According to sources, small petrol and diesel cars will be taxed at 28% with small petrol cars attracting a cess of 1% and small diesel cars 3%. Luxury cars will attract a 15% cess in addition to 28% GST. 350 cc bikes will attract a cess of 3%. However, the official said there would be no additional tax incidence on these goods from their current rate of taxation.
“There are 1,211 items in the four digit code that exists now… fitment needs to be done for all,” Union Finance Minister Arun Jaitley said at a press conference following the first day of the meeting. “We discussed and approved these items today. There are six categories [of items] that need more discussion. These will be taken up tomorrow [Friday].”
Stressing that no commodity would witness an increase in taxation, Mr. Jaitley said this was an important step towards rollout of GST from July 1.
The six categories to be discussed include bidis/cigarettes, footwear, gold, and agriculture implements. Tax rates on services will also be part of the agenda on Friday. Mr. Jaitley said that in case the Council is unable to complete discussions, it might decide to meet again in the “near future.”

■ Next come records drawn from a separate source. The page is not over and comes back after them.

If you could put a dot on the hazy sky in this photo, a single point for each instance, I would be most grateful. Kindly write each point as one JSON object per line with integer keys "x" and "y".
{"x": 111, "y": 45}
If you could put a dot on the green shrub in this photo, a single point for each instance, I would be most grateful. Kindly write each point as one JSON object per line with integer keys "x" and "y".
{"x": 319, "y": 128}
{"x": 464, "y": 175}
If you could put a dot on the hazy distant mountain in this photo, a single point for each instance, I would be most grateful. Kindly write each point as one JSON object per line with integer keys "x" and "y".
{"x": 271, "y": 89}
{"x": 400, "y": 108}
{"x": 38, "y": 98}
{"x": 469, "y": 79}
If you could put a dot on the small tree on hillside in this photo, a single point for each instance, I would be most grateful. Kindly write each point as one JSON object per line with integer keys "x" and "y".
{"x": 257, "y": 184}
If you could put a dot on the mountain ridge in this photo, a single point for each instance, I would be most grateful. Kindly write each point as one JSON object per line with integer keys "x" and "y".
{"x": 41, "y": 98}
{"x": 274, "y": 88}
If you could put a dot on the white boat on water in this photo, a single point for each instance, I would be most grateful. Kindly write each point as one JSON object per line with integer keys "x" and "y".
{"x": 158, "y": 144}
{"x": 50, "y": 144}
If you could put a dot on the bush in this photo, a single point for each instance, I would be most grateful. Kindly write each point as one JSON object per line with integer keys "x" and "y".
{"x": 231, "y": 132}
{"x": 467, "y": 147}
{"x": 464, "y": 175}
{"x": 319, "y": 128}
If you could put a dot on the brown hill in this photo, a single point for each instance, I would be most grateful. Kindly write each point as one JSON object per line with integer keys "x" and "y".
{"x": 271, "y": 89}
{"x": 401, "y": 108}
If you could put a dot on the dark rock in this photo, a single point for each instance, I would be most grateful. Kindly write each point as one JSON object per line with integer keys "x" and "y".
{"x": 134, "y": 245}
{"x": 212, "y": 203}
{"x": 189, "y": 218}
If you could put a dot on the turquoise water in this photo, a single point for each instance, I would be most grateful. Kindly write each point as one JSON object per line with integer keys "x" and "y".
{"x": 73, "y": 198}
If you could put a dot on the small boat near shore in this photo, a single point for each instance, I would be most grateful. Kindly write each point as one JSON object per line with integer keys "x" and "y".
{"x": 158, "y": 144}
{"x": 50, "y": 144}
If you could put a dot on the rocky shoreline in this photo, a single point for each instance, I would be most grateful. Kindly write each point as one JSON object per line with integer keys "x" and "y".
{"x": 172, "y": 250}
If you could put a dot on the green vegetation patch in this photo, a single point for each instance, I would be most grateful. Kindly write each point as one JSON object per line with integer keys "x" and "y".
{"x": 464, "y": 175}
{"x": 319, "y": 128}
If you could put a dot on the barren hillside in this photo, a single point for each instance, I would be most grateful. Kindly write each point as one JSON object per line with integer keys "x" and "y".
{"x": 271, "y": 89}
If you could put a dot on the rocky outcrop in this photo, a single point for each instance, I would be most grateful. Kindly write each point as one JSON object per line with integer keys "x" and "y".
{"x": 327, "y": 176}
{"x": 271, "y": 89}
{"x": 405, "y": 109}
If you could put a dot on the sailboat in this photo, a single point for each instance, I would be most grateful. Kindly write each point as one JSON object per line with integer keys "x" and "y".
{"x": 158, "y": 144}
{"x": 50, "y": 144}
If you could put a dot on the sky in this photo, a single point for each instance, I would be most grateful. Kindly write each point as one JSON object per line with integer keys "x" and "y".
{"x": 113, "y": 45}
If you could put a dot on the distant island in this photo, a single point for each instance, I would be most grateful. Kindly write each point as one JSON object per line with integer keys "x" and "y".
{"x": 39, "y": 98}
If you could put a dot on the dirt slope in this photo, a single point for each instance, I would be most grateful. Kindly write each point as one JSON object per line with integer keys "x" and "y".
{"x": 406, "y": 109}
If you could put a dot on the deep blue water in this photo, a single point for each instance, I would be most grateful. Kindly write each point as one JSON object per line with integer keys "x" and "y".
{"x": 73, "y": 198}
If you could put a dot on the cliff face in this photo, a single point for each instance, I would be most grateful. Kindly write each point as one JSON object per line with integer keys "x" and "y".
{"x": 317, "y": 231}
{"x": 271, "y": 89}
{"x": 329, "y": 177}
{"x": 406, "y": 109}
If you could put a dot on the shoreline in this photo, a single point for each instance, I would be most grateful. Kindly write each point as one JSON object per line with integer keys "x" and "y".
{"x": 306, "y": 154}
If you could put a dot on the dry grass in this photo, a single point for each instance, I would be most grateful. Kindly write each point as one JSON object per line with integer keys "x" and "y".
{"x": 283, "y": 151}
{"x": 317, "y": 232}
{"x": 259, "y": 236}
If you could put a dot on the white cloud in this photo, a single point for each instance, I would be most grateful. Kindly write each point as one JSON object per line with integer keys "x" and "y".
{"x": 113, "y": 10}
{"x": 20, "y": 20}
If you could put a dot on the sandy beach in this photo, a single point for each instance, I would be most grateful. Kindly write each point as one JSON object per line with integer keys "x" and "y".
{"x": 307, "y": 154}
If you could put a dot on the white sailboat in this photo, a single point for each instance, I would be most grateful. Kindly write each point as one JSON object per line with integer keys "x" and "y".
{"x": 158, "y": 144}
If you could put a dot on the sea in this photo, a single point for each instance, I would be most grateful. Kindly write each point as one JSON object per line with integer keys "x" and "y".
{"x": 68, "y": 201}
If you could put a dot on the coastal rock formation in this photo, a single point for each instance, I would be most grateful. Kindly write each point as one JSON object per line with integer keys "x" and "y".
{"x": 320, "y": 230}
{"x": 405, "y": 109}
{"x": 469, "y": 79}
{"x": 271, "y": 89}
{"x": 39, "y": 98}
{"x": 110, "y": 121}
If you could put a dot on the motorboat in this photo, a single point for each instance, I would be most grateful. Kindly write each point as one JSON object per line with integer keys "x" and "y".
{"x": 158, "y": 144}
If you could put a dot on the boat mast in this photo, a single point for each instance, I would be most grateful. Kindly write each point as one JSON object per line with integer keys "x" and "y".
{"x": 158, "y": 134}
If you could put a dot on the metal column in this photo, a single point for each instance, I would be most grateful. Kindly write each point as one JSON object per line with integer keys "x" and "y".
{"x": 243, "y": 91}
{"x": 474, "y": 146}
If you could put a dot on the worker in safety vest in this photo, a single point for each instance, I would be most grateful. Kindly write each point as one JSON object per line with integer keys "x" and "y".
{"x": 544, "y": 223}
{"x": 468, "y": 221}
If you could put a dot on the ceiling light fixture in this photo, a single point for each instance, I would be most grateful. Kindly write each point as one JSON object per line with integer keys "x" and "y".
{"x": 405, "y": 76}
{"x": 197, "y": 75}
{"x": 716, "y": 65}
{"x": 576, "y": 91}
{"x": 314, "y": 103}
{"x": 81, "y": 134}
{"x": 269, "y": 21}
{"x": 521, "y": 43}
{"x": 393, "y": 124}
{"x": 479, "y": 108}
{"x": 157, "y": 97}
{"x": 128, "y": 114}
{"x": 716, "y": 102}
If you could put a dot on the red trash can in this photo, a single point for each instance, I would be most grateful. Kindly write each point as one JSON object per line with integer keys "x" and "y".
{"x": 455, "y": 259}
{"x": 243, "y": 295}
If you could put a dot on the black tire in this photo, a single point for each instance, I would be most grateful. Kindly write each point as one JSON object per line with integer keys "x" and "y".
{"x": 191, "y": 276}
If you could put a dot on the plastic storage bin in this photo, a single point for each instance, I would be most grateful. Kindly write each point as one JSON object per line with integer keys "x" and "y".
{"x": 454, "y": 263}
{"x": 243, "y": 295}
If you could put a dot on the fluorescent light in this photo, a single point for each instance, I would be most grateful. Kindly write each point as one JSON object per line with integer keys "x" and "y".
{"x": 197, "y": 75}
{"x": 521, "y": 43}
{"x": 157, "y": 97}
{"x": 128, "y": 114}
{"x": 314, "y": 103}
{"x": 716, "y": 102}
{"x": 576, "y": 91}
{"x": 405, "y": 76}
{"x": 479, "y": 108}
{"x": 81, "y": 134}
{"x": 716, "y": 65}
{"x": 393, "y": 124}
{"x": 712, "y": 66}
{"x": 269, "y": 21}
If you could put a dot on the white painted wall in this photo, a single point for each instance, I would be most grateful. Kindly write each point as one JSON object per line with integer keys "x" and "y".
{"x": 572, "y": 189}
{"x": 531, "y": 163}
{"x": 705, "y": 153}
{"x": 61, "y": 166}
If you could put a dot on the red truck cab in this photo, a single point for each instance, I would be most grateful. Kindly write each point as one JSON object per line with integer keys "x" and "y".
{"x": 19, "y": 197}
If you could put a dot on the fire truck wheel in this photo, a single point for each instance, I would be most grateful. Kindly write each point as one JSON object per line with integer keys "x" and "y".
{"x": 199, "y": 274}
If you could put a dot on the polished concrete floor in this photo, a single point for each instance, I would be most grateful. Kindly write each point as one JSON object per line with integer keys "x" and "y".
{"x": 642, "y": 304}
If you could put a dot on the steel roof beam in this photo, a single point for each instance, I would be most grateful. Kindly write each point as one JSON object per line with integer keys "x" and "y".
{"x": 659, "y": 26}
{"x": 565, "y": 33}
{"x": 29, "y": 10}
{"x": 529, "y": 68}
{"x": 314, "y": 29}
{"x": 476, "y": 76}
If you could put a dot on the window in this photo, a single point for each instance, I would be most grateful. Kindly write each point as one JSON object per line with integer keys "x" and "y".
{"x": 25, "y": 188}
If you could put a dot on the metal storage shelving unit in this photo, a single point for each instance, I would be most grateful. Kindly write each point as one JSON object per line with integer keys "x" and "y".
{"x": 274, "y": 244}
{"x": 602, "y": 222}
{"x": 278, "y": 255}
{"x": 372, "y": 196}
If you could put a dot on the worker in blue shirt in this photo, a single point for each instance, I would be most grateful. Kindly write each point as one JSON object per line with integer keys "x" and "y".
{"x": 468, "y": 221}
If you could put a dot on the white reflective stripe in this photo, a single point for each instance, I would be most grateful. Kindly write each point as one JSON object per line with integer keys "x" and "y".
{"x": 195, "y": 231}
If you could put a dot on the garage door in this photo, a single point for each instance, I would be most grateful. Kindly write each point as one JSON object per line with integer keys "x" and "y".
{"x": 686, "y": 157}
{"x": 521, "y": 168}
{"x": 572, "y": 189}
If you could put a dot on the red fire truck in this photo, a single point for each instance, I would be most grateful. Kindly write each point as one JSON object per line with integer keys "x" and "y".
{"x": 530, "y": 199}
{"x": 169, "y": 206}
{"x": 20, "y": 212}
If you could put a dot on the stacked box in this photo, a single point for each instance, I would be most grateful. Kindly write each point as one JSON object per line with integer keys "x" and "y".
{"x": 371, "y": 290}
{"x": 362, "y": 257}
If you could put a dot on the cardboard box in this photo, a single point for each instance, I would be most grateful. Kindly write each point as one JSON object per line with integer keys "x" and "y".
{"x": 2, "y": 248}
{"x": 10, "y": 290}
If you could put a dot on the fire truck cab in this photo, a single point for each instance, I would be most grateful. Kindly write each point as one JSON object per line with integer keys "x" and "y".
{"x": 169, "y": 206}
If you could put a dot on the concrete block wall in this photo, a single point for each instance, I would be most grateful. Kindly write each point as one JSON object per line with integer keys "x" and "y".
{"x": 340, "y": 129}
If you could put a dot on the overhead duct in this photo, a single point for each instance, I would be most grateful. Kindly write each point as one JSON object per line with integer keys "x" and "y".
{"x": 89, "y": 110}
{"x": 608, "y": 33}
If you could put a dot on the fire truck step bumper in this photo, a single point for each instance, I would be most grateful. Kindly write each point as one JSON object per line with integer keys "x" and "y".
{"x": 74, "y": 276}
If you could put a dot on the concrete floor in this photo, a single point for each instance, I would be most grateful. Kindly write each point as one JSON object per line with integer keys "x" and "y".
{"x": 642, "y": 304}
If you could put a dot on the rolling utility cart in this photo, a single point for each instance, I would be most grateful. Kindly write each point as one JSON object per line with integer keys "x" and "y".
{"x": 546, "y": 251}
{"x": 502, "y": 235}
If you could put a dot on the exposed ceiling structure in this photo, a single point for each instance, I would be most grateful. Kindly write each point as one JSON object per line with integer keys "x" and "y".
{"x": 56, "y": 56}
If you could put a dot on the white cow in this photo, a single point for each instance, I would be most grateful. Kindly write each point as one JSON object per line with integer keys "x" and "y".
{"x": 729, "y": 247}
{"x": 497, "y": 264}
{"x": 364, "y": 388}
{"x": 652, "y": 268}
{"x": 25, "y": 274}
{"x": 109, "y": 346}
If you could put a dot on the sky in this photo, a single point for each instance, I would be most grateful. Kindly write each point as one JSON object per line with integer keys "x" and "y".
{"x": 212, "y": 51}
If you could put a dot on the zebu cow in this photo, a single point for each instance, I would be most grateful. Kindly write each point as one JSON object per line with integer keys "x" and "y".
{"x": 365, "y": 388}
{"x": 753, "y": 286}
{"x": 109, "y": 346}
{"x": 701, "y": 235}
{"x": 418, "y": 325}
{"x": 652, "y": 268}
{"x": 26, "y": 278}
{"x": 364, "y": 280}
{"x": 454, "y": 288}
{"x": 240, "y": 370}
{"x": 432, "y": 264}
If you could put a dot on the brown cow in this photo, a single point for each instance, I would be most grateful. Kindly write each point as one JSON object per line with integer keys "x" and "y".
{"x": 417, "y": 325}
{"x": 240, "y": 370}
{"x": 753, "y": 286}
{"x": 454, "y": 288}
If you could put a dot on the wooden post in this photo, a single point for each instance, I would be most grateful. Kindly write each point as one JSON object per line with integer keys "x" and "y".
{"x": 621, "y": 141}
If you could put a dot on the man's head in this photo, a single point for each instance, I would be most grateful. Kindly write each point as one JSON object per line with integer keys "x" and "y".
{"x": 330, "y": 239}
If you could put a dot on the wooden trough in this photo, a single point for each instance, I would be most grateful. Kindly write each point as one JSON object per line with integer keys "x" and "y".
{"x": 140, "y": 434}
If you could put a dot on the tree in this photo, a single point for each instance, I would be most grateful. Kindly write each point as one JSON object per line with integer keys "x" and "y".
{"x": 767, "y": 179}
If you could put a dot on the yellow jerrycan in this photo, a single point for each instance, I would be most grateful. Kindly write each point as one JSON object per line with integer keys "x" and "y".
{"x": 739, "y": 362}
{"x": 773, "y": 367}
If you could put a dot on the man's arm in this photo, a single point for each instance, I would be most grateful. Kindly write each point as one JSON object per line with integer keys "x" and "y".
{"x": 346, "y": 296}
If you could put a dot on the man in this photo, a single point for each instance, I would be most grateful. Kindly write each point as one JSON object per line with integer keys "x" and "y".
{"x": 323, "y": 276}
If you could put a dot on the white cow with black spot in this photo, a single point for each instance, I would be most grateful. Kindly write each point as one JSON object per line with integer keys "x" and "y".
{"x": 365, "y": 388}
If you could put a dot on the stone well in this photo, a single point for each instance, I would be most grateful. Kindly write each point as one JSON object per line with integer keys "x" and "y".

Mr. Jaitley said that despite the reduction in tax of some commodities, efficiency in administration will help curb evasion and increase tax buoyancy, leading to improved revenue collection.
Revenue Secretary Hasmukh Adhia said that of the over 1,200 items to be considered under GST, 7% have been put under the exempt list, 14% items will attract a tax rate of 5%, 17% of the items will be taxed at 12%, and 43% will be taxed at 18%. “Only 19% items will be in the 28% tax slab, while 81% of items will be taxed at 18% or lower,” he said.
“On rates, the categorisation of several consumer productsunder 18% is good news,” Pratik Jain, Partner and Leader – Indirect Tax, PwC said.